The rest of this paper is organized as follows. Section 2 introduces the related works including MI and EC. Section 3 details the proposed MIEC. Section 4 shows the experimental setting and its results. Finally, conclusions are given in Section 5.

2 Related works

There are closely related works to our proposed incomplete multi-view clustering algorithm. They are MI and EC. We’ll introduce them briefly.

2.1 Multiple imputation

MI produces m complete data sets from the incomplete data by imputing the missing data m times with some reasonable method. In statics, there are two techniques to implement MI:

  1. 1.

    Joint Multivariate Normal Distribution MI: This technique assumes that the incomplete data follows a multivariate normal distribution. However, this technique will be inappropriate when the incomplete dataset doesn’t follow a multivariate normal distribution.

  2. 2.

    Conditional MI: Conditional MI provides many methods (different distribution models) to users and they follow an iterative procedure to implement modeling the conditional distribution of a certain variable given the other variables. It allows users to be more flexible to select appropriate distribution models assumed for incomplete datasets. A popular package named Multivariate Imputation by Chained Equations (MICE) [5] belongs to conditional MI.

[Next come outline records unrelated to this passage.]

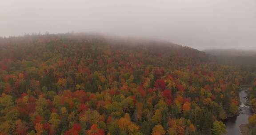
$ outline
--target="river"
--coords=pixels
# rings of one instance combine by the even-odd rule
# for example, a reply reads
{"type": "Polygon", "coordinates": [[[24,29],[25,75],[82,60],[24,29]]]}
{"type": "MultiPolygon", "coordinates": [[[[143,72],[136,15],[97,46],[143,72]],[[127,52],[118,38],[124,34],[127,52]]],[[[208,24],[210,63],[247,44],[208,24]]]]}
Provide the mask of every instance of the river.
{"type": "Polygon", "coordinates": [[[228,131],[227,135],[242,135],[239,126],[241,124],[248,123],[248,117],[252,115],[250,107],[246,105],[248,102],[247,98],[247,88],[242,88],[239,92],[239,115],[229,118],[225,123],[228,131]]]}

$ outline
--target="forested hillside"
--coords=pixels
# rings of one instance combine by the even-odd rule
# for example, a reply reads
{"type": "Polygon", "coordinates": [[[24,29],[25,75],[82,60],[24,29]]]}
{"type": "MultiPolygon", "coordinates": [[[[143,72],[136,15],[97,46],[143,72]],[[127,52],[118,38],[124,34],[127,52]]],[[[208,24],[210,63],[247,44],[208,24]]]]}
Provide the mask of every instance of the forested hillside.
{"type": "Polygon", "coordinates": [[[0,39],[0,135],[222,135],[239,71],[168,43],[0,39]]]}

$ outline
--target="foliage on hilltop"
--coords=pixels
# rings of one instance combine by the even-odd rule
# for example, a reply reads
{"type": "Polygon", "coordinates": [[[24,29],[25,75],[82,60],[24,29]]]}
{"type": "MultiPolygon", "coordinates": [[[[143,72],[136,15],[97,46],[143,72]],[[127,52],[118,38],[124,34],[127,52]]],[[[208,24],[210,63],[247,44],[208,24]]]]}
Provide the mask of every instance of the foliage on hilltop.
{"type": "Polygon", "coordinates": [[[218,121],[238,111],[243,78],[235,67],[172,44],[122,41],[0,39],[0,134],[225,132],[218,121]]]}

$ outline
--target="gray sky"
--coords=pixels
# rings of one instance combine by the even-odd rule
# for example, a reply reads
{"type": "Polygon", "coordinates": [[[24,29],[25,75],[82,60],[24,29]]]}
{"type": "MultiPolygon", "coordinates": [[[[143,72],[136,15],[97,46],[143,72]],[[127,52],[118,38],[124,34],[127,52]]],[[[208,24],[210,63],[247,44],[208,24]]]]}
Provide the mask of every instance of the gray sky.
{"type": "Polygon", "coordinates": [[[7,0],[0,36],[93,32],[256,49],[256,0],[7,0]]]}

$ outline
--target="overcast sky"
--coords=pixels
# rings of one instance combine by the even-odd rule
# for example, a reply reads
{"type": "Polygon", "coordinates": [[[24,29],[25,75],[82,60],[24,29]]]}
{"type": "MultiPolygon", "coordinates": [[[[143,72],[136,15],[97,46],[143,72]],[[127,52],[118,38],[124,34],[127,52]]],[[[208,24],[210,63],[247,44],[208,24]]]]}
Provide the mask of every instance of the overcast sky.
{"type": "Polygon", "coordinates": [[[0,36],[93,32],[256,49],[256,0],[8,0],[0,36]]]}

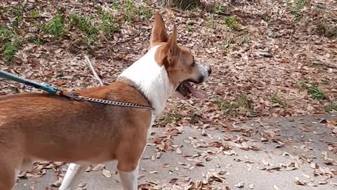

The process of MICE package to MI is as follows:

At the first step, the MICE package creates several complete datasets. It assumes that the whole dataset follows a specific distribution selected by users, and fills in the blank with reasonable value following the distribution. Considering the uncertainty of the predicted values, MICE creates multiple complete datasets.

At the second step, the Ordinary Least Squares (OLS) regression is run and a different regression coefficient for each dataset is obtained to reflect the effect of imputation according to some basic value such as mean, variance, etc. Due to the uncertainty of the imputed data, the analysis results will be considered as the basis of selecting the most reasonable value. The analysis results are stored in a mira (multiply imputed repeated analysis) object class.

Finally, all the analysis results of imputed datasets are pooled together into one complete dataset. With the parameters in the pool() users select, means, variances, and other baselines are calculated to obtain the final imputed complete dataset.

2.2 Ensemble clustering

Ensemble technique was developed to boost classification performance when it appeared in the beginning. Inspired by this idea, we investigated the potential of implementing ensemble technique to deal with clustering problem. Generally, EC aims to produce a better clustering result by combing multiple clustering models than the result produced by individual clustering model. It can be divided into two steps: generation step and consensus step [35]. Generation step will generate many clustering models to feed consensus step to combine. There are many techniques to achieve the generation step: different clustering algorithms, different parameters initialization, different object representations and so on. Consensus step is the main step in EC algorithm. How to design an appropriate consensus function is the key to the success of EC. Thus researchers mainly work on the consensus step. There are also two ways to implement consensus step: objects co-ocurrence and median partition.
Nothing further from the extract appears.